Félix Adam Experimental University
- Type: Private
- Established: February 14, 1996; 29 years ago
- President: Dr. Andrés Matos Sena
- Location: Santo Domingo, Distrito Nacional, Dominican Republic
- Website: http://www.unefa.edu.do/

= Universidad Experimental Félix Adam =

Dominican Republic private university

The Félix Adam Experimental University (Spanish: "Universidad Experimental Felix Adam" (UNEFA)) is a private university in the Dominican Republic, founded in Santo Domingo, Distrito Nacional on February 14, 1996. The institution is sponsored by the Foundation Academia de Profesores para la Paz Mundial (APROPAZ, Professors for World Peace Academy), which was founded in 1991. The Dominican National Council of Higher Education (CONES) approved UNEFA through the resolution No. 010/96.
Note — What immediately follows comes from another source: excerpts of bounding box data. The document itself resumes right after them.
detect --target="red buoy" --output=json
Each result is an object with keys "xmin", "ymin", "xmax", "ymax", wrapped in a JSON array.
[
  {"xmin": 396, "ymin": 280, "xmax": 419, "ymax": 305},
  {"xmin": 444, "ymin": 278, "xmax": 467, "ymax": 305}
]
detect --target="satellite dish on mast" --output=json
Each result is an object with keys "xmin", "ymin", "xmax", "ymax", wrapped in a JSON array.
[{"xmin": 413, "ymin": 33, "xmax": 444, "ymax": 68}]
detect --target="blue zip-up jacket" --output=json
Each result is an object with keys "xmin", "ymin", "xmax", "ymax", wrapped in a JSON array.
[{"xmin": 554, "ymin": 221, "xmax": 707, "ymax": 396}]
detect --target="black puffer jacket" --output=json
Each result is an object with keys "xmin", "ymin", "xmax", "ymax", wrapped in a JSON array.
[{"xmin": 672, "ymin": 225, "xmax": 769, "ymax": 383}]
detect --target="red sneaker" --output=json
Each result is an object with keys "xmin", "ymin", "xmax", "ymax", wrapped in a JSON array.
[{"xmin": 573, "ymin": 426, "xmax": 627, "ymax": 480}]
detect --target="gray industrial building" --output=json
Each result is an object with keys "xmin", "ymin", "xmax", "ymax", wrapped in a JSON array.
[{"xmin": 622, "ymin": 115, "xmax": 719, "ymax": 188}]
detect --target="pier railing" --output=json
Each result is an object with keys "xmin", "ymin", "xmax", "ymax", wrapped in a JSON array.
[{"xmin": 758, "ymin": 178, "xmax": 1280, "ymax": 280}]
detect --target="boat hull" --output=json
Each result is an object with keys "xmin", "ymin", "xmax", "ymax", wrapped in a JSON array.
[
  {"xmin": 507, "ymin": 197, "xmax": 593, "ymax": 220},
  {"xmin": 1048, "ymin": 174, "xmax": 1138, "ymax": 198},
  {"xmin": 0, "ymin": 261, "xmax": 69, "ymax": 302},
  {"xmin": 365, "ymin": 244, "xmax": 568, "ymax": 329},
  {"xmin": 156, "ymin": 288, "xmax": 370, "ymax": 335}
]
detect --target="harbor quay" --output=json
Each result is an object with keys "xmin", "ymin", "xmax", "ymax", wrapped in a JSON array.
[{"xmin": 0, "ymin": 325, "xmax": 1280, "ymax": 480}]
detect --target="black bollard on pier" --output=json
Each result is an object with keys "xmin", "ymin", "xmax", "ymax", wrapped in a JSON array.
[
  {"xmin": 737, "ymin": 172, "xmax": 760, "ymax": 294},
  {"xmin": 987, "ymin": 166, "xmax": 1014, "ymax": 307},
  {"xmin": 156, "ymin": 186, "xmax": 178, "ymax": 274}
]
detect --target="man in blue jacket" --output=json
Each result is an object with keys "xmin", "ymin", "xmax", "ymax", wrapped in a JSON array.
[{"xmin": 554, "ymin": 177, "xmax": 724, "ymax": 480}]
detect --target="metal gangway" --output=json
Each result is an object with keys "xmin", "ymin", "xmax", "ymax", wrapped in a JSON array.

UNEFA offers three types of study plans: Supervised Open Studies (EUAS), a modality consisting of part-time attendance and supervised studies, monitored by professors and facilitators; Free Open Studies (ELIS), requiring from the students certain part-time contact with the university with at least one fourth of any degree's core courses; and the Accreditation of Knowledge by Experience (PAAPE), which is a continuous process in which obtained knowledge is accredited towards the completion of a chosen degree, based on its correspondence to required levels of higher education studies.

The University is named after Félix Adam, who helped eradicate illiteracy in Caribbean countries like Cuba and Dominican Republic; Central America, such as Costa Rica, Panama, Honduras, Nicaragua and El Salvador; and in South America in Peru, Bolivia and Uruguay. Based in his Venezuelan experience, he organized in these countries literacy campaigns, school farms and Adult Education Centers. For his outstanding contributions in Latin American and the Caribbean, he received in 1967 the World Literacy Prize Mohamed Reza Pahlavi, which UNESCO was granting for the first time . Arguably his most significant contribution to Education was made in 1971 when he submitted for consideration by UNESCO its greatest work “Andragogy: Science of Adult Education.”